UPDATE: Robin Gibb's Death Caused by Kidney Failure
UPDATE: According to The Sunday Express, Robin Gibb died from kidney failure, not cancer as widely reported. Gibb's son Robert-John said, “It wasn’t the cancer that killed my father; those reports are wrong. Dad had actually gone into remission and the cancer was completely unrecognisable, it was too small to detect. No scan could see it. He actually died of kidney failure.”
Robin Gibb, the co-founder of disco legends the Bee Gees with his twin brother Maurice and his older brother Barry, has died after a battle with cancer, according to CNN. He was 62.
Gibb's family released an official statement, stating, "The family of Robin Gibb, of the Bee Gees, announces with great sadness that Robin passed away today following his long battle with cancer and intestinal surgery. The family have asked that their privacy is respected at this very difficult time.”
The Bee Gees (named because they were The Brothers Gibb) were one of the most successful pop groups of all time, selling more than 200 million albums. Their popularity spiked with the release of the 1977 film Saturday Night Fever, a disco touchstone, and they were inducted into the Rock and Roll Hall of Fame in 1997.
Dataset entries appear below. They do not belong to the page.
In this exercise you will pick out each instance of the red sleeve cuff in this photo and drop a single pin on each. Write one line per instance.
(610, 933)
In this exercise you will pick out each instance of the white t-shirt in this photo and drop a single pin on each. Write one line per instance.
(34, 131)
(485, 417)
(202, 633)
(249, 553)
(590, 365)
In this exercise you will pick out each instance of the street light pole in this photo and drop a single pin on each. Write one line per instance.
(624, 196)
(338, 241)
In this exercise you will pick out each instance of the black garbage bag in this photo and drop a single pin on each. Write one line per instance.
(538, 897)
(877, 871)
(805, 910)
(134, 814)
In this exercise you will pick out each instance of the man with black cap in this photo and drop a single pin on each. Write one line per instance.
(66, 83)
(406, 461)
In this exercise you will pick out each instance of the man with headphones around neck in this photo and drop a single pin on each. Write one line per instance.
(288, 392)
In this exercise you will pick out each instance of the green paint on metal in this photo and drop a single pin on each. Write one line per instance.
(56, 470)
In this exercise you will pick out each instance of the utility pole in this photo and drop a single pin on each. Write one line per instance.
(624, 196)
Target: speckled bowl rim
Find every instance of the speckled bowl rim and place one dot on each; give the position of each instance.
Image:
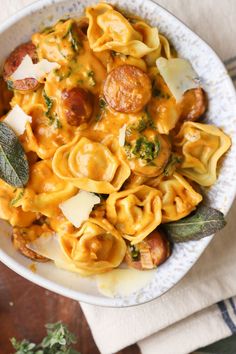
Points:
(61, 289)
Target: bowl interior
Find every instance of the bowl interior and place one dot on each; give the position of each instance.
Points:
(222, 112)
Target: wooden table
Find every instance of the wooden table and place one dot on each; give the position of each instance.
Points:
(25, 308)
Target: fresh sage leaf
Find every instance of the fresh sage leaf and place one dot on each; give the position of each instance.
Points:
(204, 222)
(14, 167)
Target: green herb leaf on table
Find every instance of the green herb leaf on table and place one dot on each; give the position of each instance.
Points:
(58, 341)
(14, 167)
(204, 222)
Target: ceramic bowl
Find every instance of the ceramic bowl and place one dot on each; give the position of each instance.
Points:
(222, 112)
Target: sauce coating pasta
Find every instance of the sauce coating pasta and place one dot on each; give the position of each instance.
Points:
(105, 120)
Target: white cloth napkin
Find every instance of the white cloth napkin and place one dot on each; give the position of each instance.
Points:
(188, 316)
(193, 313)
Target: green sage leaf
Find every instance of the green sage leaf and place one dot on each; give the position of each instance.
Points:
(204, 222)
(14, 167)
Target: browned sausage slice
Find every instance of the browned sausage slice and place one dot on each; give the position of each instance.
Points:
(127, 89)
(5, 98)
(14, 60)
(77, 104)
(193, 104)
(148, 254)
(20, 244)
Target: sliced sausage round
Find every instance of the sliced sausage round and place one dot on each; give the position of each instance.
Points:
(14, 60)
(77, 105)
(150, 253)
(127, 89)
(193, 104)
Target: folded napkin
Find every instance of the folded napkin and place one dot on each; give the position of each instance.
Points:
(193, 313)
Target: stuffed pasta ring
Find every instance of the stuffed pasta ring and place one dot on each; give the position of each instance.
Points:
(135, 212)
(96, 248)
(93, 162)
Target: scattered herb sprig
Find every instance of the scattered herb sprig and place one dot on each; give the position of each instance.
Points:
(143, 149)
(57, 341)
(14, 167)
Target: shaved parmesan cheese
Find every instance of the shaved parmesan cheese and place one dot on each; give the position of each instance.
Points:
(178, 74)
(78, 208)
(48, 246)
(27, 69)
(17, 119)
(122, 132)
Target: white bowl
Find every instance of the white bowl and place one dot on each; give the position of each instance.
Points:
(222, 112)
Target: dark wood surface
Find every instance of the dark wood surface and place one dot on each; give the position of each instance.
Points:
(25, 308)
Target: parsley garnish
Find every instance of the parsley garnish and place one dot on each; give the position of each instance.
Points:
(49, 103)
(52, 116)
(171, 164)
(92, 81)
(144, 123)
(17, 197)
(135, 254)
(57, 341)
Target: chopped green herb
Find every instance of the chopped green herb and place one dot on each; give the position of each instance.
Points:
(144, 123)
(49, 103)
(92, 81)
(58, 340)
(171, 164)
(17, 197)
(102, 105)
(58, 124)
(10, 85)
(48, 30)
(62, 75)
(145, 149)
(135, 253)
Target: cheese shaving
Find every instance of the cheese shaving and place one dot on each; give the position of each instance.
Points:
(78, 208)
(178, 74)
(17, 120)
(27, 69)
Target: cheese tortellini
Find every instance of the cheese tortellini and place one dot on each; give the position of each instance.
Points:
(111, 141)
(135, 212)
(45, 191)
(96, 248)
(178, 198)
(93, 162)
(202, 146)
(109, 29)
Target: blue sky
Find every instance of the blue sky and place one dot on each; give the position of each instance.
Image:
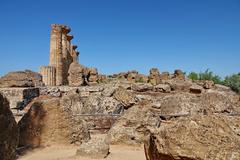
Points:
(121, 35)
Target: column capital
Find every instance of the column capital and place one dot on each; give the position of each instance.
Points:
(69, 37)
(74, 47)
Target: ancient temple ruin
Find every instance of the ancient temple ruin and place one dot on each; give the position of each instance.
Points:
(62, 54)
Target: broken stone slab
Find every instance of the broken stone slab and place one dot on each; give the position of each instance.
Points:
(162, 88)
(126, 98)
(142, 87)
(196, 89)
(194, 138)
(97, 147)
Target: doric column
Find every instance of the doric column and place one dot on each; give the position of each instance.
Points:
(48, 75)
(74, 53)
(56, 52)
(65, 54)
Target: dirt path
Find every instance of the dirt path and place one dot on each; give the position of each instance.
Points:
(68, 153)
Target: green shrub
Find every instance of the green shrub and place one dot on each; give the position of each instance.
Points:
(233, 82)
(207, 75)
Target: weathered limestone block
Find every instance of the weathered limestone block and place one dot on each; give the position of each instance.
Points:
(154, 76)
(130, 128)
(140, 78)
(142, 87)
(48, 75)
(48, 123)
(196, 89)
(125, 97)
(93, 76)
(179, 74)
(102, 78)
(132, 75)
(76, 74)
(162, 88)
(97, 147)
(164, 76)
(19, 97)
(9, 133)
(200, 137)
(25, 78)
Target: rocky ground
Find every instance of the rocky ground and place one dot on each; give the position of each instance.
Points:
(173, 117)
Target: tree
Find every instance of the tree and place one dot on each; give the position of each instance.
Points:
(209, 75)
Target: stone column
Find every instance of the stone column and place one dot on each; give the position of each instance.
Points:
(56, 59)
(48, 75)
(74, 53)
(65, 54)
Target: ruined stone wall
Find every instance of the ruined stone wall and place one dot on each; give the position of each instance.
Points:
(19, 97)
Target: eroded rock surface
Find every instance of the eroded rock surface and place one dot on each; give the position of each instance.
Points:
(199, 137)
(25, 78)
(9, 134)
(47, 122)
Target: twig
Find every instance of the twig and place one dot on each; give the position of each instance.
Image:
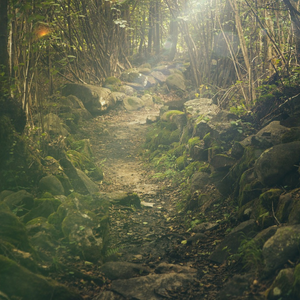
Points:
(278, 223)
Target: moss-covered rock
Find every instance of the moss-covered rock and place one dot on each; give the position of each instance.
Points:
(270, 198)
(282, 286)
(133, 103)
(181, 162)
(40, 224)
(19, 202)
(296, 284)
(197, 149)
(249, 187)
(18, 282)
(85, 230)
(176, 81)
(82, 162)
(13, 231)
(168, 115)
(52, 185)
(112, 83)
(22, 167)
(43, 207)
(221, 162)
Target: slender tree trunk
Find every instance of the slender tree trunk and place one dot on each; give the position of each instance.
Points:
(4, 84)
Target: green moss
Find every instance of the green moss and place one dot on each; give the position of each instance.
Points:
(249, 192)
(193, 141)
(270, 199)
(177, 151)
(175, 136)
(204, 168)
(181, 162)
(169, 114)
(262, 215)
(57, 217)
(13, 231)
(207, 139)
(18, 282)
(296, 285)
(193, 167)
(145, 66)
(185, 135)
(82, 162)
(112, 83)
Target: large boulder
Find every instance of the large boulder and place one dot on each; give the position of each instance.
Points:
(95, 99)
(55, 126)
(233, 240)
(159, 76)
(127, 90)
(85, 230)
(175, 82)
(133, 103)
(78, 109)
(80, 181)
(122, 270)
(284, 245)
(273, 133)
(147, 99)
(275, 163)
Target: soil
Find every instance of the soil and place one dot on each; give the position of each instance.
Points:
(157, 232)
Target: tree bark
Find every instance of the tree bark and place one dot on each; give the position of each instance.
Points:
(3, 45)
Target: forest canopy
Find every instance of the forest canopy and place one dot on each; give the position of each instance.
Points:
(230, 47)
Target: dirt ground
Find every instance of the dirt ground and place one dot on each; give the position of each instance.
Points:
(155, 232)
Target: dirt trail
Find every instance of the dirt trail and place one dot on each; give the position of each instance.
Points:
(155, 232)
(133, 233)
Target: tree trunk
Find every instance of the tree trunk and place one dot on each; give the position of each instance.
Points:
(4, 85)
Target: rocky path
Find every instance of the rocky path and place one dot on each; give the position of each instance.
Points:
(150, 254)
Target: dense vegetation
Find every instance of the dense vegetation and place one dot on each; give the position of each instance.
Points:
(224, 73)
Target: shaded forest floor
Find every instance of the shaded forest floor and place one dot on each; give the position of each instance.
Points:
(157, 231)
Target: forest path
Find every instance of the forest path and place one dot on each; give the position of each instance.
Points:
(154, 233)
(133, 232)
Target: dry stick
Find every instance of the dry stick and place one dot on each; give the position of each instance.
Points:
(278, 223)
(266, 31)
(243, 45)
(233, 59)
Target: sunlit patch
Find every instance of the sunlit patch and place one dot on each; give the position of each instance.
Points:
(42, 31)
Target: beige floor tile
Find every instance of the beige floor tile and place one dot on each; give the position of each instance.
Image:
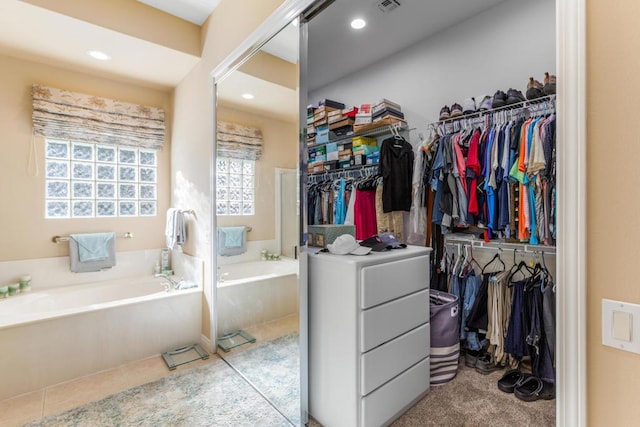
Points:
(68, 395)
(268, 331)
(21, 409)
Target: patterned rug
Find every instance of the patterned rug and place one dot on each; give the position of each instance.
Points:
(212, 395)
(274, 368)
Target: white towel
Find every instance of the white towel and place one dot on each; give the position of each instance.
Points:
(175, 230)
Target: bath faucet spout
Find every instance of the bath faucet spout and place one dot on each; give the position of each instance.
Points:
(175, 284)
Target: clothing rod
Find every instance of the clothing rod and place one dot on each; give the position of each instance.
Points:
(477, 114)
(505, 246)
(246, 227)
(58, 239)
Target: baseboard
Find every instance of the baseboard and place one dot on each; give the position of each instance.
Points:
(206, 343)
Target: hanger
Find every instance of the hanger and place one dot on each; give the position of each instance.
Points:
(495, 257)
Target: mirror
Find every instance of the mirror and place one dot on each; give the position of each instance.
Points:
(257, 225)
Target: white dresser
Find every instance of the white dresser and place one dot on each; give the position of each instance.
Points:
(368, 335)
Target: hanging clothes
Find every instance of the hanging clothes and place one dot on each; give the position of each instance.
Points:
(396, 169)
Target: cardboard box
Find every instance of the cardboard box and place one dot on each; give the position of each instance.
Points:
(322, 134)
(330, 165)
(363, 140)
(329, 103)
(323, 235)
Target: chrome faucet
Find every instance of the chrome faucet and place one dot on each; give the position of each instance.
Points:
(175, 284)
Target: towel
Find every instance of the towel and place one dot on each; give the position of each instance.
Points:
(99, 252)
(92, 246)
(232, 241)
(175, 231)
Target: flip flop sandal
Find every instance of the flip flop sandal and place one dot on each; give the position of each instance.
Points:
(510, 380)
(533, 388)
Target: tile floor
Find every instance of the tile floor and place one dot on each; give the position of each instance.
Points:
(29, 407)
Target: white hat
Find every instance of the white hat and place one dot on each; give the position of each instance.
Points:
(346, 244)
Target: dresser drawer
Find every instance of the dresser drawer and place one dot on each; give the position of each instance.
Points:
(385, 362)
(382, 283)
(394, 397)
(385, 322)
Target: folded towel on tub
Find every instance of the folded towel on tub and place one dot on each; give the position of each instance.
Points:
(232, 240)
(91, 252)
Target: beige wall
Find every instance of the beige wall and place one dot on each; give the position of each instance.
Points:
(25, 231)
(613, 231)
(228, 26)
(280, 150)
(133, 18)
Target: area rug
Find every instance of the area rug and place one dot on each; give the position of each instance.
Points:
(273, 368)
(211, 395)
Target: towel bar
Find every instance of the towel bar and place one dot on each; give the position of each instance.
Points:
(58, 239)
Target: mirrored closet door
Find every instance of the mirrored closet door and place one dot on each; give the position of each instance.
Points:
(257, 221)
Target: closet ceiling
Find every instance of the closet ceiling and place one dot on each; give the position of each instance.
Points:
(337, 50)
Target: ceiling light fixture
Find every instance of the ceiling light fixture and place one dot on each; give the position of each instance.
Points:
(96, 54)
(358, 23)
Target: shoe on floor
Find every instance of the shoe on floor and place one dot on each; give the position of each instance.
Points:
(511, 379)
(456, 110)
(499, 99)
(471, 358)
(534, 89)
(514, 96)
(445, 113)
(485, 365)
(533, 388)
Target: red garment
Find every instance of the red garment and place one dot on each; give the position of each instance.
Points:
(473, 163)
(365, 214)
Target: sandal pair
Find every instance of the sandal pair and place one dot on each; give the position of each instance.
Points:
(526, 387)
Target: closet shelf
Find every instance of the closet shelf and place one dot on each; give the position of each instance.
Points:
(518, 105)
(350, 168)
(501, 244)
(376, 131)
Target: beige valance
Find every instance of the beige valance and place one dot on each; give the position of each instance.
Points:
(238, 142)
(62, 114)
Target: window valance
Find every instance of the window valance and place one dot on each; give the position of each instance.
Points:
(62, 114)
(238, 142)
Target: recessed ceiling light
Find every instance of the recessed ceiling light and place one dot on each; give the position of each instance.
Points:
(358, 24)
(96, 54)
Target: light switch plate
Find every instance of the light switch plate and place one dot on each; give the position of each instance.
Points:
(621, 325)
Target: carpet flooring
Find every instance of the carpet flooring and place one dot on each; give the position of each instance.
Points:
(473, 400)
(273, 368)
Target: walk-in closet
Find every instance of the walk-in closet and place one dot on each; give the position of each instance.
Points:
(431, 138)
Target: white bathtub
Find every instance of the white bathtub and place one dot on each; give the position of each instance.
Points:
(56, 335)
(255, 292)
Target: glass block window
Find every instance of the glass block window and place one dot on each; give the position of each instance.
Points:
(235, 186)
(95, 181)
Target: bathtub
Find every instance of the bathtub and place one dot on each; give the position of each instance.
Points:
(251, 293)
(55, 335)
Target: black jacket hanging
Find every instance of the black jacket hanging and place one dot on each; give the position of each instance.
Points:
(396, 168)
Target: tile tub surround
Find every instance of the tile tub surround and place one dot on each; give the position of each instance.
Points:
(56, 344)
(266, 290)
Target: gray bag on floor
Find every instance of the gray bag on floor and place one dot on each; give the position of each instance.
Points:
(445, 336)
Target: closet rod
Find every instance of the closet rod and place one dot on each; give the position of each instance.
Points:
(477, 114)
(521, 247)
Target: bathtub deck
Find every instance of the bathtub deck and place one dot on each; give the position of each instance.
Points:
(29, 407)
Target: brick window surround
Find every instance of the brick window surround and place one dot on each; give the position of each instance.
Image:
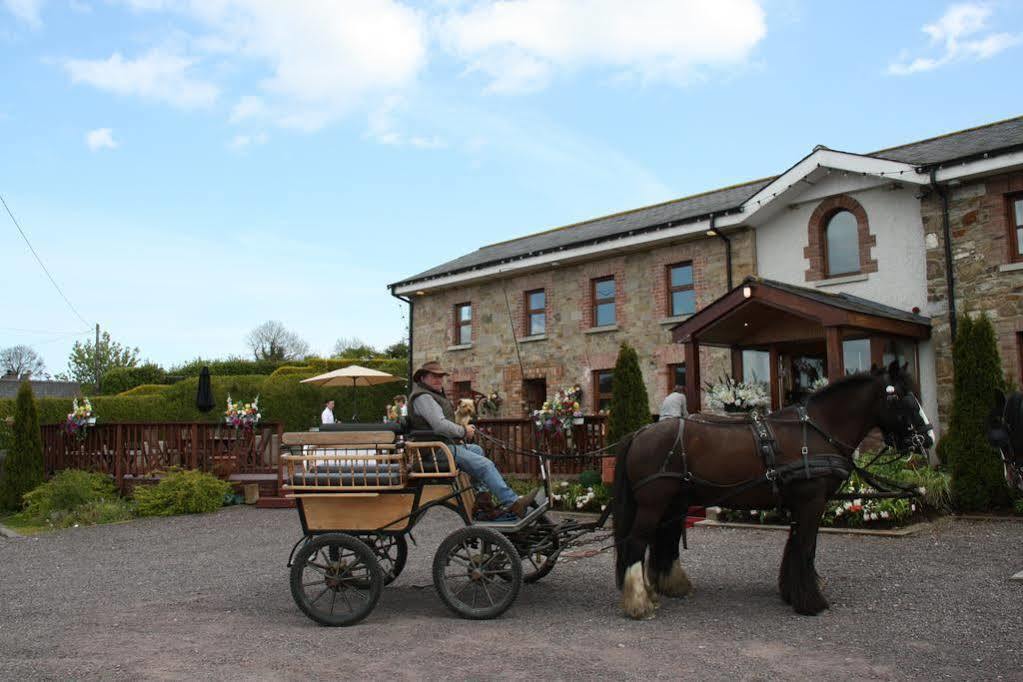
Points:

According to the Rock and Roll Hall of Fame's website, the band, in the late 1970s, "dominated dance floors and airwaves. With their matching white suits, soaring high harmonies and polished, radio-friendly records, they remain one of the essential touchstones to that ultra-commercial era." They are the only pop group in history to write, produce and record six consecutive chart topping singles.
Robin Gibb has struggled with his health for the last few years. He was hospitalized in 2010 for intestinal complications—the same condition that claimed brother Maurice's life in 2003—and in 2011 he revealed his battle with liver cancer. In March 2012, he announced his cancer was in remission, but later that month, he was once again hospitalized for intestinal surgery. On April 14, his family made the sad announcement that he had slipped into a coma after contracting pneumonia, yet the singer awoke from his coma one week later.
The Bee Gees' musical influence is uniquely vast. While Barry's falsetto dominated the Bee Gees' Saturday Night Fever disco tunes, Robin's heartfelt, vulnerable voice was the centerpiece of their 1960s pop hits. On songs like "Holiday," "I Started A Joke" and "To Love Somebody," the trio of brothers created some of the most understated, sophisticated pop arrangements of the era.
Gibb died in England at 10:47 am (5:47 am ET). He is survived by his wife, Dwina; his daughter, Melissa, and sons Spencer and Robin-John.